Ryan Reynolds in the upcoming ‘Deadpool & Wolverine.’

There’s some range beneath the cheeky showmanship that’s come to define the public image of Ryan Reynolds. Cynicism is the toggle he’ll toy with most in his blockbusters: If Wade Wilson takes his self-awareness to one extreme, the gee-whiz naivete of Free Guy sits at the other end. Outside the Hollywood content mill, he’s pushed himself further, playing a terrified soldier in Buried, an obsessively searching father in The Captive, and a cheerfully insane killer in The Voices. The underrated Definitely Maybe unlocked a wounded romanticism he rarely exhibits.

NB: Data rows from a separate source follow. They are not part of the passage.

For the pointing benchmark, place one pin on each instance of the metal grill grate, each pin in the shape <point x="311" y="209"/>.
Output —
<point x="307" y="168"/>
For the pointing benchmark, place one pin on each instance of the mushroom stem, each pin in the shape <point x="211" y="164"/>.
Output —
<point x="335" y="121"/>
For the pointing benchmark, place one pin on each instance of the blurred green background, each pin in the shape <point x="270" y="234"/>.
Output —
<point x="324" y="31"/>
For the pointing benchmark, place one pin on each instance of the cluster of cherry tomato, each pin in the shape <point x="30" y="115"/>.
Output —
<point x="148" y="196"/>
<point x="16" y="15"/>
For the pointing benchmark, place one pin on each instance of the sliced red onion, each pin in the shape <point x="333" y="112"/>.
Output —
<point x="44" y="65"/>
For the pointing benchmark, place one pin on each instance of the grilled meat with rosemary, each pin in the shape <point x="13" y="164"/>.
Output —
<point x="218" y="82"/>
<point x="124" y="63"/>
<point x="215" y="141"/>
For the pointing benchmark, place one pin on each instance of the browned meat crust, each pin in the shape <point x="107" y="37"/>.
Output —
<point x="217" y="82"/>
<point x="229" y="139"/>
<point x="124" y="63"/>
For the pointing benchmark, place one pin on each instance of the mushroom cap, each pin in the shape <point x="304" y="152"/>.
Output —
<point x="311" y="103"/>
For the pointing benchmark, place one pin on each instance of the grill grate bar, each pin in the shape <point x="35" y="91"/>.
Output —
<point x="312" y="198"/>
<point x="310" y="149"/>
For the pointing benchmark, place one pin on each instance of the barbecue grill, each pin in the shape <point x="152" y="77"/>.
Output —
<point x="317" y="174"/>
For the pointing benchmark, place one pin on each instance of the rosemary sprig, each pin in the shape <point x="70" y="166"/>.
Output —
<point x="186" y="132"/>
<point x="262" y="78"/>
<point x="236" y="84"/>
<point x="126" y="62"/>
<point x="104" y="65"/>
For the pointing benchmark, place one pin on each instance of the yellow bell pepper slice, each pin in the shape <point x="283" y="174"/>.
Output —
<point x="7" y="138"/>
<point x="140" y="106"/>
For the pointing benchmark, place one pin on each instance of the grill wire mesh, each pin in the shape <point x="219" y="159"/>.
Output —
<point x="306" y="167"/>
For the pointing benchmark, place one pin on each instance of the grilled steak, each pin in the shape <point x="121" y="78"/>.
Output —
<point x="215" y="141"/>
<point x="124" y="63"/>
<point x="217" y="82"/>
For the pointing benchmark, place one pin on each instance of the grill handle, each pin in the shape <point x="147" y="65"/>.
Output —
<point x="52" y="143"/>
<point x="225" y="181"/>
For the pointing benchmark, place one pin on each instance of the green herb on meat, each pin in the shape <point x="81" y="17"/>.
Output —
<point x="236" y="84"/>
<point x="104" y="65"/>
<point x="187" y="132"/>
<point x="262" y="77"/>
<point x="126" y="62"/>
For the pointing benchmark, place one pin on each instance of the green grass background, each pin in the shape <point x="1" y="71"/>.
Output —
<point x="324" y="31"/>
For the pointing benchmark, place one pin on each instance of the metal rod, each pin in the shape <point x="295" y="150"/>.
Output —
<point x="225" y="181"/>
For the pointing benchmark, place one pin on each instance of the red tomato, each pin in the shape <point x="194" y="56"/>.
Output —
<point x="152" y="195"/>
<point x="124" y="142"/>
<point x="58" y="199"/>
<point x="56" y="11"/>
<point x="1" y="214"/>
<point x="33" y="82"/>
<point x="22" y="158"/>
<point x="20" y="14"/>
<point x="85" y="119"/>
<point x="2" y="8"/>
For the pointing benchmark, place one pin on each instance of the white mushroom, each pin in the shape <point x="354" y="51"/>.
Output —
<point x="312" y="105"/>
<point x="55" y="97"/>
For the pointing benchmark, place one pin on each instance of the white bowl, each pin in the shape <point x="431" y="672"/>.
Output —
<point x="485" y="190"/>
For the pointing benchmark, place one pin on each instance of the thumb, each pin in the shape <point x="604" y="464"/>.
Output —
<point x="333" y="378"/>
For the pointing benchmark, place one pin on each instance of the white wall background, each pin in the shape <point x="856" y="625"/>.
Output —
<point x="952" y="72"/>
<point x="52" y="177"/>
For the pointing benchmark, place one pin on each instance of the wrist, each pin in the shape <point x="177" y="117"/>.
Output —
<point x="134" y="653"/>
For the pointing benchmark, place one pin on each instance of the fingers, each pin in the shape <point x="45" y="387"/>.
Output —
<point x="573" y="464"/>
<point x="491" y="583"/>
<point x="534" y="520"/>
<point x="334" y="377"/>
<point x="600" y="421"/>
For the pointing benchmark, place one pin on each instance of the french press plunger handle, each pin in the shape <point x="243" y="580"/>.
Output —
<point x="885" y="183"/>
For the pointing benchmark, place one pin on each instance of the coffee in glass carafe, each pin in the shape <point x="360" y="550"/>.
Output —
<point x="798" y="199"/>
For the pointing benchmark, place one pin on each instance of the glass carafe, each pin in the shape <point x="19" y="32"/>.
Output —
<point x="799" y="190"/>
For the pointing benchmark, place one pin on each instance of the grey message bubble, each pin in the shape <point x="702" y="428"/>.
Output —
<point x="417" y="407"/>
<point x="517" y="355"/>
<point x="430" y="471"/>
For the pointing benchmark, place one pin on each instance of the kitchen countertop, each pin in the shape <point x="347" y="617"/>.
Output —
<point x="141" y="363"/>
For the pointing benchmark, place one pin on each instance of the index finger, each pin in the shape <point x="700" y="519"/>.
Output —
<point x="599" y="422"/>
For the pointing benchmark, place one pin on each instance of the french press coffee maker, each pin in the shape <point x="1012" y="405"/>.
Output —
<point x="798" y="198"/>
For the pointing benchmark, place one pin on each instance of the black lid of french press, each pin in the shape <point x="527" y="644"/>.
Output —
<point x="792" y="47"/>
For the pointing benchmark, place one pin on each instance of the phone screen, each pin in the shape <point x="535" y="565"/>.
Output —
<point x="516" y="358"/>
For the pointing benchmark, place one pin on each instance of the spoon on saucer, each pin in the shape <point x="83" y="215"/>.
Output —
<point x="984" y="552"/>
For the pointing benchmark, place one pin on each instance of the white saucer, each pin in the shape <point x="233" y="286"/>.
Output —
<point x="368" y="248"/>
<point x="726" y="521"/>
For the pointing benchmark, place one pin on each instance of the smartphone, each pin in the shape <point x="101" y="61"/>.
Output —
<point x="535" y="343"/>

And his best performance to date remains his turn as a slick gambler in Mississippi Grind, which unfiltered his charisma, purifying it through the naturalism of modern-day New Hollywood-style character drama.

These days, though, Reynolds isn’t taking a lot of risks with his success. Post-Deadpool, he’s committed himself mostly to the brand of Ryan Reynolds: a bulletproof quipster hunk routine that can be slotted with minimal variation into major-studio and Netflix distractions alike. There’s something ephemeral about a Reynolds performance in 2024. He usually has one foot planted in the material and one planted outside of it — a canny strategy for staying above the fray and shrugging off misfires. In a sense, his acting has become as carefully mediated as a social media profile. You’re never really seeing Ryan Reynolds, just the dream-star mirage he’s selling. Even wearing the mutilated skin of Deadpool, he’s putting up an attractive front.

Reynolds can be everywhere at all times, the picture of cultural ubiquity, because his whole star persona is inoffensive and adaptable: a general notion of stylish, funny masculinity unlikely to be filtered out by any algorithm. His appeal carries across genres. He is palatable. He is the product, no matter who he’s playing — and who he’s playing is usually someone superhuman or post-human or unreal, like a secret agent or a master criminal or a time-traveler or an AI or a Pokemon. He’s always just Reynolds the Charm Offensive Movie Star, which might be the key to his success in a 2020s media world where the real money lies in cults of personality.

But there are limits to that one-size-fits-all approach to movie stardom. He’s not right for every role. He is out of place in IF, at least creatively speaking. (Commercially, his mere presence as a ticket-selling star in an age without too many of them will probably get the job done.) The movie needs a more grounded emotional center, an anchor of realness within its CGI-mascot ensemble. It needs some ballasting humanity. What it gets instead is a Ryan Reynolds jokester without the jokes —  an irritable attitude in search of a character. In IF, it’s the Reynolds charm that ends up looking imaginary.